Text as Images: Can Multimodal Large Language Models Follow Printed Instructions in Pixels?

Xiujun Li,Yujie Lu,Zhe Gan,Jianfeng Gao,William Yang Wang,Yejin Choi
2024-06-11
Abstract:Recent multimodal large language models (MLLMs) have shown promising instruction following capabilities on vision-language tasks. In this work, we introduce VISUAL MODALITY INSTRUCTION (VIM), and investigate how well multimodal models can understand textual instructions provided in pixels, despite not being explicitly trained on such data during pretraining or fine-tuning.
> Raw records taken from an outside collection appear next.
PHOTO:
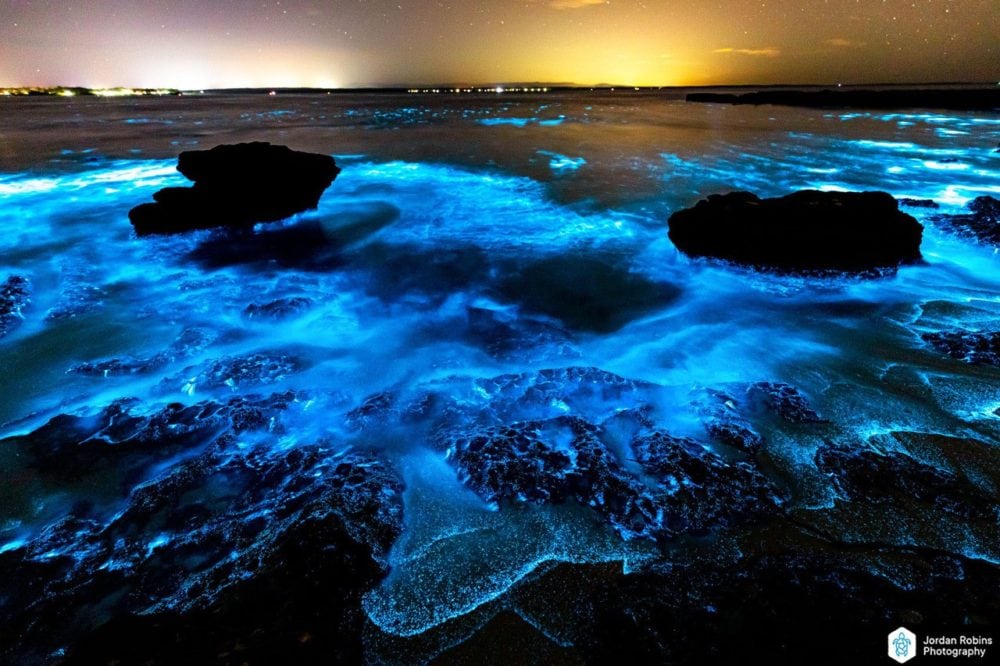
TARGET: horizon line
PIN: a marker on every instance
(513, 86)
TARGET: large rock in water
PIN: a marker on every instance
(804, 231)
(237, 186)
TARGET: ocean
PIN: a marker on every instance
(486, 262)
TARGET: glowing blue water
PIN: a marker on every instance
(582, 181)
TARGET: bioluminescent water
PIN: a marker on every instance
(483, 263)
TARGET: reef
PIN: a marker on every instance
(15, 294)
(237, 186)
(982, 222)
(974, 347)
(236, 552)
(804, 231)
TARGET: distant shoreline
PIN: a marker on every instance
(953, 96)
(981, 99)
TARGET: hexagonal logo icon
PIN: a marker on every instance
(902, 645)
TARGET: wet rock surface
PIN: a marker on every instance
(585, 294)
(556, 460)
(785, 401)
(232, 540)
(237, 186)
(237, 552)
(982, 222)
(804, 231)
(191, 341)
(15, 294)
(969, 346)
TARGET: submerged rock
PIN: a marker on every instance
(585, 294)
(237, 372)
(237, 186)
(982, 222)
(191, 340)
(566, 458)
(15, 292)
(281, 308)
(553, 461)
(804, 231)
(898, 486)
(785, 401)
(260, 554)
(969, 346)
(702, 490)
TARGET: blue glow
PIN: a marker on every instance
(559, 162)
(514, 122)
(403, 276)
(12, 545)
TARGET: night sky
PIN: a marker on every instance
(341, 43)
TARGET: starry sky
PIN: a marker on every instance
(343, 43)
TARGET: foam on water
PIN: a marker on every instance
(402, 248)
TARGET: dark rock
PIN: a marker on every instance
(507, 336)
(986, 99)
(237, 372)
(259, 555)
(237, 186)
(566, 458)
(737, 435)
(982, 222)
(375, 409)
(585, 294)
(190, 341)
(969, 346)
(396, 270)
(702, 491)
(764, 605)
(277, 309)
(589, 392)
(15, 294)
(785, 401)
(897, 484)
(918, 203)
(303, 245)
(70, 447)
(553, 461)
(805, 231)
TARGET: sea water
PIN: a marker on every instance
(439, 198)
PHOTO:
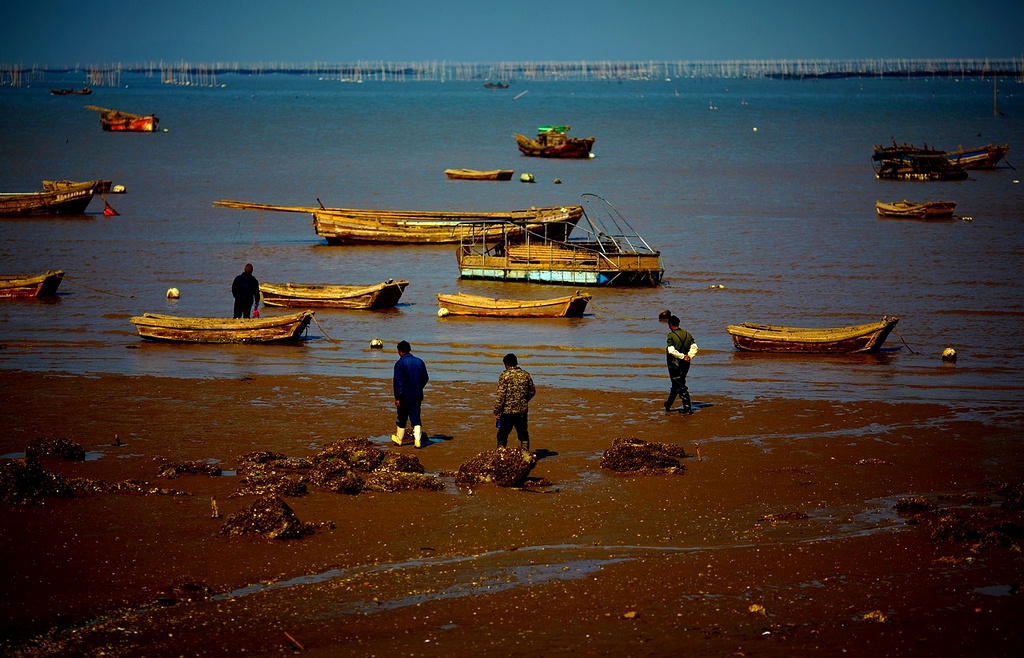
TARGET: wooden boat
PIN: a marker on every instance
(919, 167)
(842, 340)
(552, 141)
(220, 330)
(117, 121)
(910, 210)
(29, 286)
(597, 257)
(57, 198)
(462, 304)
(384, 295)
(474, 174)
(353, 226)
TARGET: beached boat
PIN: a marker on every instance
(606, 251)
(910, 210)
(353, 226)
(462, 304)
(475, 174)
(84, 91)
(841, 340)
(57, 198)
(117, 121)
(553, 141)
(384, 295)
(174, 329)
(923, 166)
(29, 286)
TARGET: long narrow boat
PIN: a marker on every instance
(841, 340)
(600, 256)
(57, 198)
(476, 174)
(219, 330)
(117, 121)
(384, 295)
(355, 226)
(462, 304)
(29, 286)
(910, 210)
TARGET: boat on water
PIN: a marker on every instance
(355, 226)
(919, 167)
(986, 157)
(553, 141)
(840, 340)
(56, 198)
(462, 304)
(910, 210)
(117, 121)
(604, 251)
(84, 91)
(384, 295)
(30, 286)
(175, 329)
(475, 174)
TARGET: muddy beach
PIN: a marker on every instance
(795, 527)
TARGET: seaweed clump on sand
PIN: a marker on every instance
(58, 448)
(969, 520)
(638, 456)
(504, 466)
(268, 517)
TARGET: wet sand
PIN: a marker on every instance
(780, 539)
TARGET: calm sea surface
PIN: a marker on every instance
(760, 194)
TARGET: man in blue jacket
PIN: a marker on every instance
(410, 378)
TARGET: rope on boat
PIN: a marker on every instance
(620, 315)
(71, 280)
(905, 343)
(330, 340)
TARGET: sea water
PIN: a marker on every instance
(759, 193)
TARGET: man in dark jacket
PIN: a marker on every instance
(410, 378)
(245, 290)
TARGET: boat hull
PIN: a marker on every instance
(64, 198)
(17, 287)
(384, 295)
(844, 340)
(462, 304)
(173, 329)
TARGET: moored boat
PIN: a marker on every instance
(175, 329)
(117, 121)
(29, 286)
(475, 174)
(462, 304)
(57, 198)
(599, 256)
(840, 340)
(910, 210)
(384, 295)
(354, 226)
(553, 141)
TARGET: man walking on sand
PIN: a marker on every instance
(678, 352)
(515, 390)
(410, 378)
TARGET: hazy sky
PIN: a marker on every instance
(68, 32)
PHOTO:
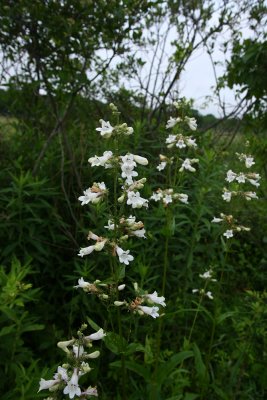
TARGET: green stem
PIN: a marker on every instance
(153, 394)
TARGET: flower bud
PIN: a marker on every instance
(140, 160)
(121, 198)
(95, 354)
(99, 245)
(118, 303)
(64, 345)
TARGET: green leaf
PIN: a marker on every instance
(139, 369)
(168, 366)
(133, 348)
(7, 330)
(93, 324)
(115, 343)
(201, 369)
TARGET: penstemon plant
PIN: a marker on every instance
(122, 198)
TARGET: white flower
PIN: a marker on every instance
(172, 122)
(61, 374)
(167, 199)
(152, 311)
(90, 392)
(187, 164)
(254, 182)
(209, 295)
(249, 161)
(95, 354)
(110, 225)
(96, 336)
(101, 161)
(128, 173)
(181, 144)
(106, 129)
(191, 142)
(86, 250)
(64, 345)
(82, 284)
(207, 275)
(156, 196)
(161, 166)
(135, 200)
(241, 178)
(191, 122)
(47, 384)
(228, 233)
(139, 233)
(231, 176)
(156, 299)
(78, 350)
(140, 160)
(119, 303)
(216, 220)
(182, 197)
(124, 256)
(250, 195)
(72, 388)
(128, 159)
(171, 139)
(93, 194)
(89, 197)
(85, 368)
(227, 196)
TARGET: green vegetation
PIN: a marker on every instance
(201, 348)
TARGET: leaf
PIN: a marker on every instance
(93, 324)
(168, 366)
(190, 396)
(139, 369)
(201, 369)
(133, 348)
(7, 330)
(225, 315)
(115, 343)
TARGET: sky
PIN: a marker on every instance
(197, 81)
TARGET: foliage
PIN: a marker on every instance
(16, 323)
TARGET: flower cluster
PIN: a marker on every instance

We adapt VIM to eight benchmarks, including OKVQA, MM-Vet, MathVista, MMMU, and probe diverse MLLMs in both the text-modality instruction (TEM) setting and VIM setting. Notably, we observe a significant performance disparity between the original TEM and VIM settings for open-source MLLMs, indicating that open-source MLLMs face greater challenges when text instruction is presented solely in image form. To address this issue, we train v-MLLM, a generalizable model that is capable to conduct robust instruction following in both text-modality and visual-modality instructions.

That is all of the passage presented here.